Why do analysts often make significant errors in forecasting earnings ?

A

— Partly because they depend on the same data sources

— Partly because they sometimes overlook significant shifts in the fundamental characteristics of the firm.

59
Q

What are the two fundamentals growth in earnings can be traced to ?

A

How much the firm is investing and what returns these projects are making for the firm.

60
Q

What are the definitions of the growth in operating income ?

A

Reinvestment rate = (Net CAPEX + ΔWC) / EBIT (1-t)

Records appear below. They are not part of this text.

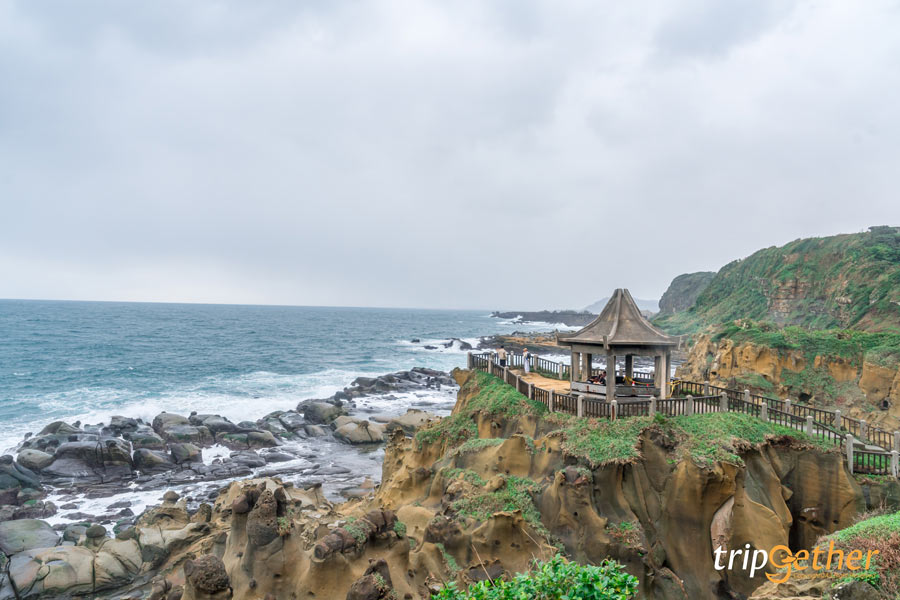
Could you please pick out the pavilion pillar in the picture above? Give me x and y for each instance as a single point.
(610, 376)
(664, 376)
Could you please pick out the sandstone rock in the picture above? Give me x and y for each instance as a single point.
(26, 534)
(206, 579)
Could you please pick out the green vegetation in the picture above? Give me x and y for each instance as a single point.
(704, 438)
(400, 529)
(840, 281)
(556, 579)
(467, 474)
(879, 533)
(451, 563)
(491, 396)
(516, 494)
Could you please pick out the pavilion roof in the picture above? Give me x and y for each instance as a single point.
(620, 323)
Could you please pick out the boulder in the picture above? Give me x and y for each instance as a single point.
(185, 453)
(409, 422)
(320, 412)
(205, 578)
(26, 534)
(53, 572)
(362, 432)
(152, 461)
(292, 421)
(34, 460)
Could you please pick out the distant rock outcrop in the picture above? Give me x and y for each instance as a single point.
(683, 292)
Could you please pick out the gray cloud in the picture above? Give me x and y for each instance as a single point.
(400, 153)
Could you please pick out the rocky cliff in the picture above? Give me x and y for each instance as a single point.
(818, 368)
(476, 495)
(683, 292)
(846, 281)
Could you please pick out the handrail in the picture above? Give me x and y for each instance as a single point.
(844, 432)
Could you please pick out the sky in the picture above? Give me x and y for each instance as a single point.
(511, 154)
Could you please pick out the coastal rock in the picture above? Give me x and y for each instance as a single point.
(185, 453)
(152, 461)
(34, 460)
(410, 422)
(362, 432)
(317, 412)
(206, 579)
(26, 534)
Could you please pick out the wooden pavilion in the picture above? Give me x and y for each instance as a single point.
(619, 330)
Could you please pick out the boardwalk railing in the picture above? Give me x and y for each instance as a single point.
(868, 450)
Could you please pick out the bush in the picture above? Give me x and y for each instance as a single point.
(556, 579)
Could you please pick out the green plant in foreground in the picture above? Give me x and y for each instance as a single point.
(556, 579)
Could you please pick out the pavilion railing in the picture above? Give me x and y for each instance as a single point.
(869, 450)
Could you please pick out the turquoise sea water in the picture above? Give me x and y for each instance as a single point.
(90, 360)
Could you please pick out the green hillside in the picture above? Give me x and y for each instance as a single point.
(843, 281)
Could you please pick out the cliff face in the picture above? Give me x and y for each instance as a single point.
(519, 487)
(840, 281)
(856, 383)
(683, 292)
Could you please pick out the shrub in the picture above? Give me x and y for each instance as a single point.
(556, 579)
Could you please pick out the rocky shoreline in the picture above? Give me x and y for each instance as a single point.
(67, 467)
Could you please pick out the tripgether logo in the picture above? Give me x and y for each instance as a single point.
(819, 562)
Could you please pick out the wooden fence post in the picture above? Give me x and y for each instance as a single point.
(849, 442)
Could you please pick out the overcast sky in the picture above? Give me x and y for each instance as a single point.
(463, 154)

Return on capital = ROC = EBIT (1-t) / BV Assets

61
Q

What is the growth in EBIT ?

A

gEBIT= Reinvestment rate ×ROC

62
Q

What are the various way to compute the terminal value ?

A
  • Liquidation value
  • Multiple approach
  • Stable growth model
63
Q

When is liquidation value the most useful ?

A

When assets are separable and marketable

64
Q

What is the problem with multiple approach

A

Makes the valuation a relative valuation.

65
Q

What is the problem with the stable growth model ?

A

Requires that you make judgments about when the firm will grow at a stable rate which it can sustain forever, and the excess returns (if any) that it will earn during that period.

66
Q

How can the liquidation value be computed ?

A

— Based on book value of assets: adjust book value of assets by expected inflation
— Based on earnings power: estimate PV of after-tax cash flows until liquidation

67
Q

What is one proxy for the nominal growth rate ?

A

Risk-free rate or the nominal GDP growth rate

68
Q

What are the various characteristics concerning stable growth rate ?

A

— If you assume that the economy is composed of high growth and stable growth firms, the growth rate of the latter will probably be lower than the growth rate of the economy.
— The stable growth rate can be negative. The terminal value will be lower and you are assuming that your firm will disappear over time.
— If you use nominal cash flows and discount rates, the growth rate should be nominal in the currency in which the valuation is denominated.